KBlixt / subcleaner

removes ads from subtitle files cleanly.
284 stars 12 forks source link

Invalid Start Byte #9

Closed televisi closed 2 years ago

televisi commented 2 years ago

Hi,

I'm trying to run the script against one of the srt files, unfortunately it thrown the following error:

root@bazaar:/movies/abc# python3 /config/script/subcleaner/subcleaner.py --dry-run File.en.srt 
subcleaner was unable to decode file: "Files.en.srt
" reason: "invalid start byte"
subcleaner completed successfully.

I have attached the srt file for your reference.

Thanks Files.en.srt.zip

KBlixt commented 2 years ago

hm, strange. you provide it with the argument "File.en.srt" but it tries to read "Files.en.srt"? this shouldn't be possible. Will investigate.

Also I downloaded the file and #ItWorksOnMyMachine. Could you try to copy the content to another file and see if the issue persist?

televisi commented 2 years ago

Sorry, it was a silly rename issue; originally it has a movie name; but I renamed it to "Files.en.srt" for obvious reason (don't want to share the full movie names here hehe.

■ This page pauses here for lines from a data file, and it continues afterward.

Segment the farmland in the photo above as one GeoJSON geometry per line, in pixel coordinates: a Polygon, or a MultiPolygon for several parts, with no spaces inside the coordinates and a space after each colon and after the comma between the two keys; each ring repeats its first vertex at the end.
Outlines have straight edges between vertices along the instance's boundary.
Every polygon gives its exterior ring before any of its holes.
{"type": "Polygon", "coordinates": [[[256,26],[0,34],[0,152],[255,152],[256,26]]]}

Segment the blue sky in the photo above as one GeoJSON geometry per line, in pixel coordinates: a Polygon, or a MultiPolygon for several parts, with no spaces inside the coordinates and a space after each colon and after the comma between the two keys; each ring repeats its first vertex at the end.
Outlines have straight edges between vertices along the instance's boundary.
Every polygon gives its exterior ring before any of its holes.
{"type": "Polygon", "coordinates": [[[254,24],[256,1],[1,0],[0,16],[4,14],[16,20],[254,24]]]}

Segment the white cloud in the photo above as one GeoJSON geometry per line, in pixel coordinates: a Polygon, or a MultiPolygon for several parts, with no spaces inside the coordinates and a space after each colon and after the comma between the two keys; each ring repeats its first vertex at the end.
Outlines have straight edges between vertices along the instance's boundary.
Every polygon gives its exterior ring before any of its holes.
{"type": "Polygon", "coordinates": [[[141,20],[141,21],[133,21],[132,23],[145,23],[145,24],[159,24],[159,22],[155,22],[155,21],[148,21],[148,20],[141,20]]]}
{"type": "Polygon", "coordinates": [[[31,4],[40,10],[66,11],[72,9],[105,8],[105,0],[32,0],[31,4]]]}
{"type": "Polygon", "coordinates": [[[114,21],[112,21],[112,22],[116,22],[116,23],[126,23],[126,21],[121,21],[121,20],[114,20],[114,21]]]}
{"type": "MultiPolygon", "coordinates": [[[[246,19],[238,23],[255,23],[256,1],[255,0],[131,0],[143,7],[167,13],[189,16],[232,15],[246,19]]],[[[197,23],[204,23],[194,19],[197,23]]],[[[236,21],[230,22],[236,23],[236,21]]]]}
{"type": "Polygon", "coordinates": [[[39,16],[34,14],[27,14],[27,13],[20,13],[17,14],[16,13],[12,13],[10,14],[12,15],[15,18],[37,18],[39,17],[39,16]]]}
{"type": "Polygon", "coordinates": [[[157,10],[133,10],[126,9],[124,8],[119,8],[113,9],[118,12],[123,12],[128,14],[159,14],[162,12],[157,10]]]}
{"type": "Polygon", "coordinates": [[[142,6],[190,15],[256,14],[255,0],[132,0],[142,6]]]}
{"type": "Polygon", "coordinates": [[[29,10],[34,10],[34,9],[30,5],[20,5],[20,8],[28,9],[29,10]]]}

I did try to rename the file, unfortunately, same error.

I have attached the original srt files + bash script history here. Script and srt files.zip

KBlixt commented 2 years ago

ok, I see, no problem. It looks like it has something to do with the encoding of the file. I will try to investigate it. have other files worked?

KBlixt commented 2 years ago

If the file have been encoded incorrectly and the uploaded to the site then scripts that are a bit less robustly such as this one could have issues reading the files. try to create a new file and copy the text from the old file into the new file. sometimes this helps.

KBlixt commented 2 years ago

Yep, looking at the file more carefully it has been encoding using "Windows-1252" instead of something more standard like UTF-8 or ASCII.

This is why subcleaner fail to open the file. I've added to the script that it tries to open with that encoding as well before giving up. so If you update the script it should work.

televisi commented 2 years ago

Thank you, this fixed my issue